Abbas and Netanyahu relaunched direct peace talks at a Washington summit last Thursday after a 20-month hiatus, but the negotiations will face a major test later this month when an Israeli settlement moratorium expires.

The Palestinians have insisted that if Israel does not renew the partial freeze on settlement construction in the occupied West Bank when it expires on Sept. 26 the peace process will come to an end.

On Sunday, Israel’s hard-line Foreign Minister Avigdor Lieberman said that his party will try to block any extension of Israel’s settlement slowdown.
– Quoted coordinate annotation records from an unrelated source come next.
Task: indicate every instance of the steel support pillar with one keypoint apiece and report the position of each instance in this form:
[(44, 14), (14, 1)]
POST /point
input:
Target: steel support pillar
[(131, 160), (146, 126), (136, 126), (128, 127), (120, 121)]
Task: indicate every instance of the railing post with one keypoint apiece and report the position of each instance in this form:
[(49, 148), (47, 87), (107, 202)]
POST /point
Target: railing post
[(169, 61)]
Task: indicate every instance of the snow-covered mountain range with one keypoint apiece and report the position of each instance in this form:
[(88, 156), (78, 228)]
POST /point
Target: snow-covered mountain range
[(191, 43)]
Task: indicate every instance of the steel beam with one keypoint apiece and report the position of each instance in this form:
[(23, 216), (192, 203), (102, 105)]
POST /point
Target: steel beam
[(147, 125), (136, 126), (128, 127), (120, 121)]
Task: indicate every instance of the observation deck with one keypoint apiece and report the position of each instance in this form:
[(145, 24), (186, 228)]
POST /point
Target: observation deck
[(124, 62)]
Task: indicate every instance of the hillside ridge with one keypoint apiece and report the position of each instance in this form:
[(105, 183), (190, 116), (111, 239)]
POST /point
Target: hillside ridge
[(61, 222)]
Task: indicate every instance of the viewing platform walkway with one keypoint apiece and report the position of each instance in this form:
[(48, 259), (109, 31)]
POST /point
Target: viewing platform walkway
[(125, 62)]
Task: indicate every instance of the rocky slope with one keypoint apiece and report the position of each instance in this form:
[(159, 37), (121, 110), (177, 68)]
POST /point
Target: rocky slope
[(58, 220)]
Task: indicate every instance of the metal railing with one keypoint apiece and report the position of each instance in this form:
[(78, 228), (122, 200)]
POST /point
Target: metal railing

He said the Israeli government must keep its explicit promise to voters that the 10-month slowdown, declared under US pressure in order to draw the Palestinians to the negotiating table, will end as scheduled at the end of September.

Netanyahu has yet to say how he will handle the deadline.

Negotiations are due to be held every two weeks in the hope of meeting US President Barack Obama’s deadline of achieving a landmark peace deal within a year.

In opening some four hours of talks in Washington last Thursday, Clinton acknowledged the "suspicion and skepticism" leading up to the meetings after scores of previous US administrations tried and failed to help resolve the decades-old Middle East conflict.

Before the talks began, Netanyahu told Abbas that recognizing his country as a Jewish state and ensuring its security were required before a broader agreement could be sealed.

But recognizing Israel as the Jewish homeland would be a difficult political proposition for Abbas, as it could undermine the right-of-return claims of Palestinian refugees who left or fled the land when Israel was created in 1948.

Abbas for his part, stuck to his demands that the Israeli government move forward to end all settlement activity and completely lift the embargo over the Gaza Strip.

Israel tightly controls access and egress from the Hamas-run Gaza Strip.
The last direct peace talks ended in December 2008, when Israeli forces invaded Gaza to halt Hamas rocket fire on Israel.